Database.Beginner.Keystones: Why Fragmentation of leaf pages in b-tree is Bad

1. More Pages to Read

  • Fragmentation = each page holds fewer rows (wasted space).
  • To find or scan the same number of rows, the database needs to read more pages.
  • More pages = more I/O operations.

👉 Disk I/O is the slowest part of most databases!


2. Cache Inefficiency (Wasted Memory)

  • Databases use memory (buffer pool, page cache) to store pages in RAM.
  • Fragmented pages waste memory — more pages are needed for the same data.
  • Cache misses happen more often.

👉 RAM is precious — more pages = less effective caching.


3. Slower Index Traversal

  • In a B-tree/B+ tree:
    • More leaf pages mean longer leaf scans.
    • Even if the tree height stays the same, reading through fragmented leaves is slower.

👉 Especially for range queries (e.g., BETWEEN, ORDER BY).


4. Increased Page Splits

  • Fragmentation increases the likelihood of future page splits.
  • When you insert new data into a fragmented index:
    • Less available space → new splits → more fragmentation.

👉 Fragmentation feeds even more fragmentation — a bad cycle.

5. Higher Storage Consumption

  • Fragmented indexes use more disk space than necessary.
  • Instead of tightly packed data, you have lots of wasted gaps.

👉 Higher storage costs and backups take longer.

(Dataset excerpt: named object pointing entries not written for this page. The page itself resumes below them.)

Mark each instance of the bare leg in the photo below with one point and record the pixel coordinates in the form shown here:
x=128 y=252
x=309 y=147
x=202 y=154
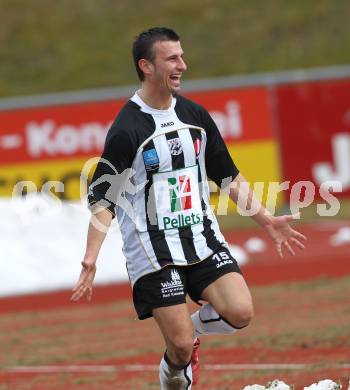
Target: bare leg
x=176 y=327
x=229 y=306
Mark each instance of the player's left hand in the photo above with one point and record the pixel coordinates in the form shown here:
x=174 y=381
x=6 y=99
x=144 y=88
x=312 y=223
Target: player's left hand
x=283 y=235
x=84 y=284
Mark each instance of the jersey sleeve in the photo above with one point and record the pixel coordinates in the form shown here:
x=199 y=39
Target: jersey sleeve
x=112 y=170
x=219 y=165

6. Slower Backups and Maintenance

  • More fragmented pages → more data to scan during:
    • Backups
    • Index statistics gathering
    • Database consistency checks

👉 Maintenance operations take longer and affect uptime.

In Short

KeystoneWhy It’s Bad
More pages to readMore I/O = slower reads and queries.
Cache inefficiencyWasted RAM space; more cache misses.
Slower index traversalScanning fragmented leaves is slower.
Increased page splitsInserts cause more splits, worsening fragmentation.
Higher storage consumptionWastes disk space; larger database size.
Slower maintenanceBackups, reindexing, and checks become slower.

🔥 Bottom Line

Fragmentation makes everything slower and more expensive — both for day-to-day queries and long-term maintenance.